Major averages finished Friday with mixed performance on lower volume. Fed Chair Janet Yellen said nothing unexpected during her speech at the annual Jackson Hole, Wyoming conference. She said the recent drop in the unemployment rate overstated the labor market's health, thus implied the Fed will not be hiking rates anytime soon. Thus the Fed remains stuck.
Year-to-date, the NASDAQ Composite is up 8.6% and the S&P 500 is up 7.6%. Fund managers of all stripes continue to struggle in this manufactured QE environment as they fail to keep up with their bogeys. Indeed, the latest from the trend following wizards show them near breakeven for the year: http://www.automated-trading-system.com/trend-following-wizards-in-july/, and have been well underperforming since 2009. Unprecedented times.

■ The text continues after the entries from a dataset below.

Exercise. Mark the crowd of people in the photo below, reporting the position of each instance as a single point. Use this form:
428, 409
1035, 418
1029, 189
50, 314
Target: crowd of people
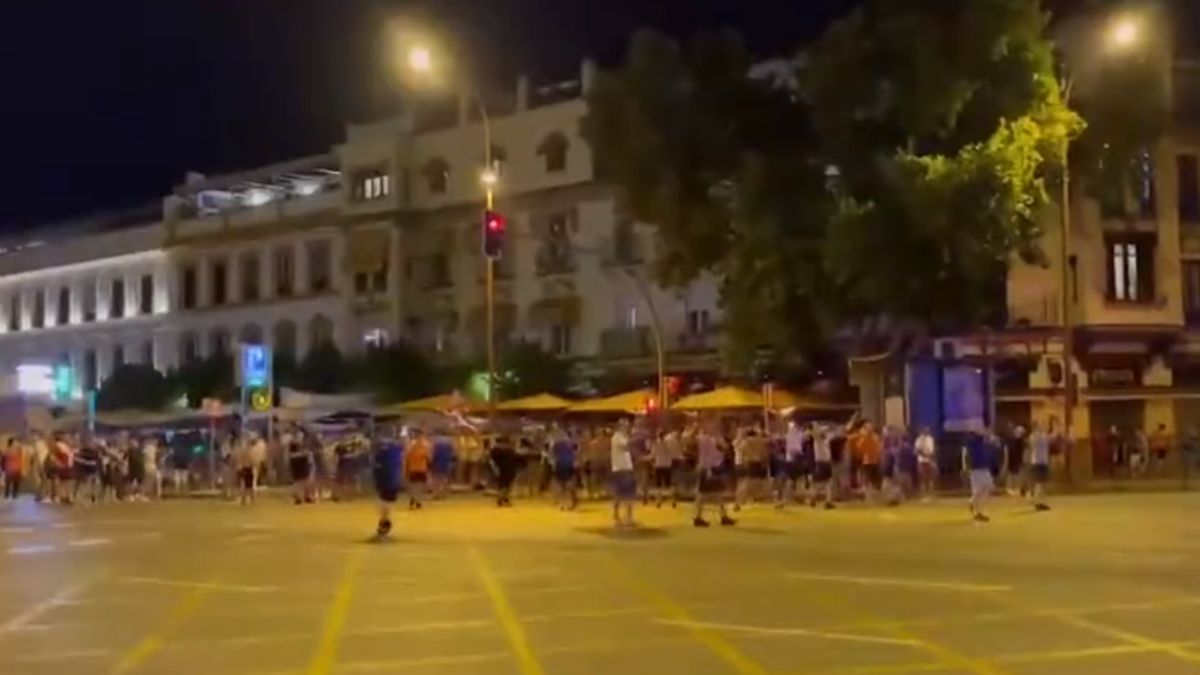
719, 464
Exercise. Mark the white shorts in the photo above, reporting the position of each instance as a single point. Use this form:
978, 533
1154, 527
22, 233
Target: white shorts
981, 482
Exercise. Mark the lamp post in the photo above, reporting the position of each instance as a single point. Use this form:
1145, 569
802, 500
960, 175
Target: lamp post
420, 60
1122, 35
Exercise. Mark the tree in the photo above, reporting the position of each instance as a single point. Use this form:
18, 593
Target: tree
396, 372
133, 387
204, 378
885, 174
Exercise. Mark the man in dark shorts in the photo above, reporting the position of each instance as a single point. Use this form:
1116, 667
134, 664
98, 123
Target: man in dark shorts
711, 482
385, 467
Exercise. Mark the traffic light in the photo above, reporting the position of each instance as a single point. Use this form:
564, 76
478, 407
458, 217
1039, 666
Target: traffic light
495, 226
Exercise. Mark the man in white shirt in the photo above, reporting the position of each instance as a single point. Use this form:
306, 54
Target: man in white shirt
624, 484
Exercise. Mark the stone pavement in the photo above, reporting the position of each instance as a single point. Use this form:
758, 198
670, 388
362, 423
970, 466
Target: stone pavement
1103, 584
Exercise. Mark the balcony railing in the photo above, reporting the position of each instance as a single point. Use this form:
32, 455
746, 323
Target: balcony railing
627, 342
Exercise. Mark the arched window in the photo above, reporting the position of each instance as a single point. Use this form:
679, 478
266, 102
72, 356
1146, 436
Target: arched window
285, 339
553, 150
251, 334
219, 341
321, 332
437, 175
189, 347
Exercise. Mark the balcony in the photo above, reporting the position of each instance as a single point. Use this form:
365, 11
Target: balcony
627, 342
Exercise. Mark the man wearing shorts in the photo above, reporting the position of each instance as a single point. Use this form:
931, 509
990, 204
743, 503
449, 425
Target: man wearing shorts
417, 469
385, 467
711, 482
624, 483
977, 464
665, 453
1039, 466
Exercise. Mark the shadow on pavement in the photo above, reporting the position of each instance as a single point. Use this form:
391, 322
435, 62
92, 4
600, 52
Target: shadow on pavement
629, 535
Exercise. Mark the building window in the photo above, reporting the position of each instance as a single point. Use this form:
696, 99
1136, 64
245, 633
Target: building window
63, 311
249, 268
437, 175
219, 342
561, 338
39, 317
285, 272
117, 299
1132, 269
1188, 167
89, 302
187, 291
697, 322
375, 339
220, 287
319, 266
371, 184
145, 294
285, 338
553, 150
190, 347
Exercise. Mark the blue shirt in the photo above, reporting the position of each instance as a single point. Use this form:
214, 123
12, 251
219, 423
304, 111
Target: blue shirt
389, 458
564, 453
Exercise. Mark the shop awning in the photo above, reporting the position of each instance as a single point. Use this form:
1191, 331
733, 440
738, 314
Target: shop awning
556, 311
366, 250
540, 402
726, 398
630, 402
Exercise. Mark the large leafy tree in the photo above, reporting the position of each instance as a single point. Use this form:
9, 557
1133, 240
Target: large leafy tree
894, 171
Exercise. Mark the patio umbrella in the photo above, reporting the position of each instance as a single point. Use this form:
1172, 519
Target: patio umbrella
539, 402
726, 398
630, 402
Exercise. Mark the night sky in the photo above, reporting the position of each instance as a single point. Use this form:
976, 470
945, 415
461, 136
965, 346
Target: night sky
109, 102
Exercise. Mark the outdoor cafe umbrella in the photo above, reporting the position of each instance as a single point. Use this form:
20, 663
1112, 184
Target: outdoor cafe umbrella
726, 398
539, 402
630, 402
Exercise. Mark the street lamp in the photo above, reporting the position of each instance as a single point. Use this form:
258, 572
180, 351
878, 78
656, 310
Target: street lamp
421, 61
1122, 35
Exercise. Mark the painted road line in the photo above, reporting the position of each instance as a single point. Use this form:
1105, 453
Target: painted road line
187, 605
423, 663
672, 610
207, 585
933, 585
790, 632
527, 662
33, 549
33, 613
325, 655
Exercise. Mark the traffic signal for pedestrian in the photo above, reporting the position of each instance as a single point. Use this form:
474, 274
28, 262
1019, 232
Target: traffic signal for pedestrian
495, 226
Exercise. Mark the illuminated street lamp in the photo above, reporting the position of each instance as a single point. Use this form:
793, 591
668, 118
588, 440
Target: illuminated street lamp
421, 61
1121, 36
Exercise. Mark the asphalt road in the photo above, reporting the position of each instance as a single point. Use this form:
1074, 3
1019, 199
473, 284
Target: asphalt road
1103, 584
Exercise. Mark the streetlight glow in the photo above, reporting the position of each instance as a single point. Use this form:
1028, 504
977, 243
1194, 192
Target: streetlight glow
1126, 33
420, 59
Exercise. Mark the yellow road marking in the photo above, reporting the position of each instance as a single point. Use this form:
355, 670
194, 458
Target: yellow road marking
703, 633
508, 617
325, 653
187, 605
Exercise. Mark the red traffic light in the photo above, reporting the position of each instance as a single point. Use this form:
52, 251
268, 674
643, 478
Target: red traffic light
495, 223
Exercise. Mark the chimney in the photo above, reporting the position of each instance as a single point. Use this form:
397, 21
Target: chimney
522, 94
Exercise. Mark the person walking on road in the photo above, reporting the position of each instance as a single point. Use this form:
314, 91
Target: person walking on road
1039, 466
977, 464
385, 469
16, 460
711, 482
624, 483
417, 469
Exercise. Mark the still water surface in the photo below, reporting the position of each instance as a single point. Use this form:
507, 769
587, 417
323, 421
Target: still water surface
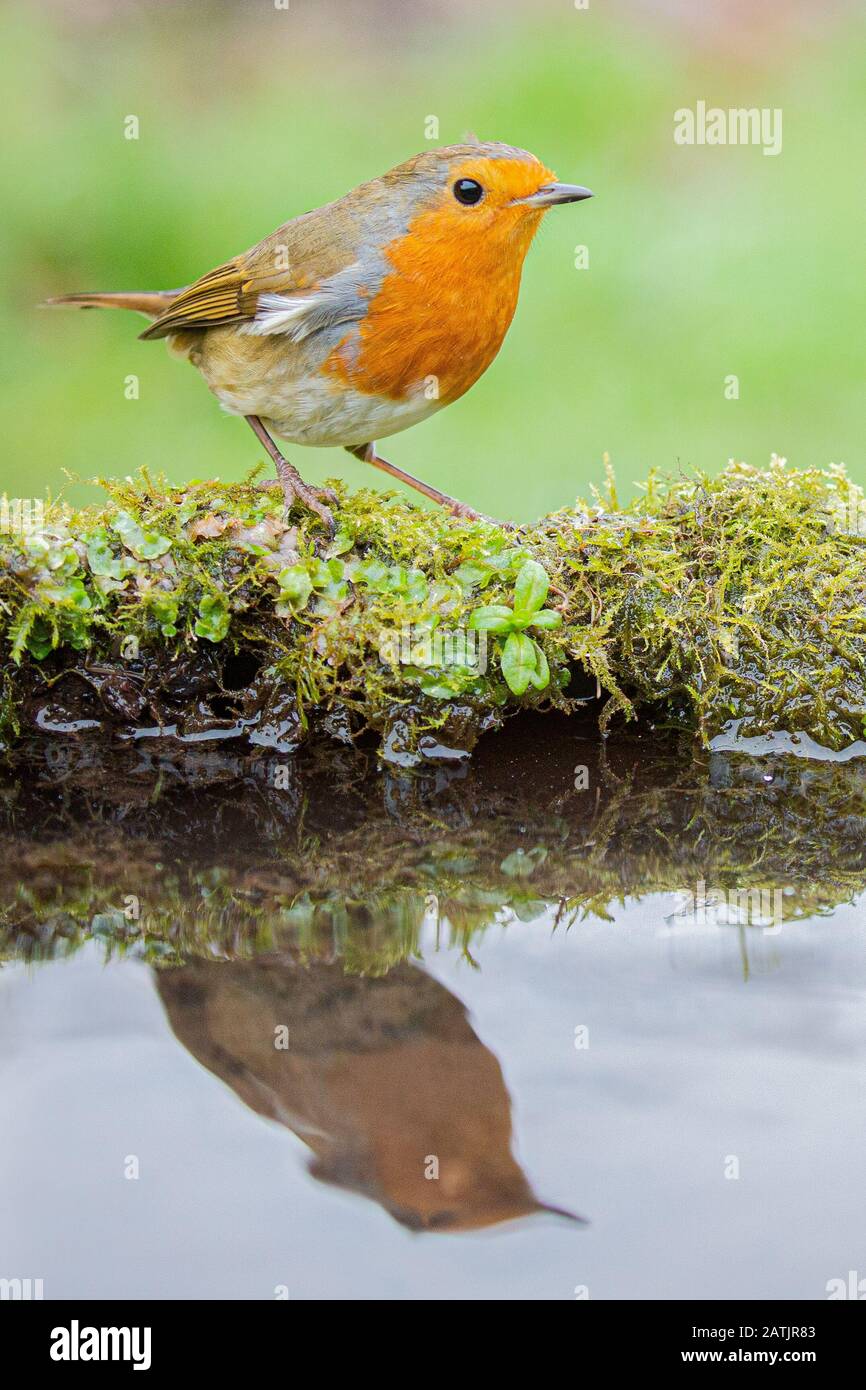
708, 1127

Nevertheless, pocket pivots and buyable gap ups continue to work well, and moving to the safety of cash or a short position when the market does have more than a small correction can be quickly profitable as we've discussed in detail in our webinars. Gil Morales has achieved solid mid-double-digit results so far in 2014 using "roundabout" or "bottom-fishing" pocket pivots, shunning breakouts, selling into strength when a position has a 10-20% profit, and engaging in tactical short-selling when the market corrected in late January and again in March-April. Thus there are ways to conquer this market, and utilizing pocket pivots and buyable gap-ups in a manner that is not always obvious to the crowd offers a concrete method with which to do so.
This relentless uptrend began in 2009 then continued in January 2013 without so much as a correction beyond 6.1% on the S&P 500 due to a number of central banks jumping on the QE bandwagon in full measure. The many economic issues at home and abroad as well as skirmishes between various nations (Russia, Ukraine, Israel, Palestine, etc) so far have only caused short term corrections as the market is quick to find a floor. And when all hell seems about to break loose as it did earlier this year in February and then April and most recently August, the market starts to quietly tip toe higher. It has repeated this behavior a number of times prior to this year, as we all remember how bad things looked in June 2013, November 2012, and June 2012.
So while market participants continue to wait for "the big crash", over the last century, such major market action has always been preceded by ample warning signs. The Fed by way of QE has managed to keep rates at unprecedentedly low levels, but should the Fed lose control of interest rates due to an accelerating inflation rate, the stock market will most likely telegraph such aberrant action ahead of time. Of course, the market lives to surprise and such action could instead fuel stock markets higher either due to a weakening dollar or an economy that finally gains traction. Historically speaking, rising rates after a prolonged period of low rates usually indicates a strengthening economy, which in turn, pushes the stock market higher. What the Fed wants to avoid is a period of prolonged stagflation where inflation spikes leaving no room for QE while growth remains stagnant due to higher rates which remain high because the Fed has no room to print money.
The MDM will continue to utilize short term signals to move to the safety of cash as even if a crash doesn't occur, market corrections of several percent can and will occur. MDM will also utilize longer term strategies to stay long an uptrend as it did from May 13 to July 10 of this year, and most recently on August 20.
Keep in mind that minor corrections of as little as a few percent in the major indices has resulted in itchy institutional trigger fingers which push leading stocks lower a lot faster, so keep your stops tight or sell into strength. Nimble reaction times are required to benefit in this manipulated environment. The same itchy trigger fingers then are quick to buy back as fund managers must not be left behind in a manufactured market environment that continues to push the major indices relentlessly higher, thus correcting markets find a floor relatively quickly.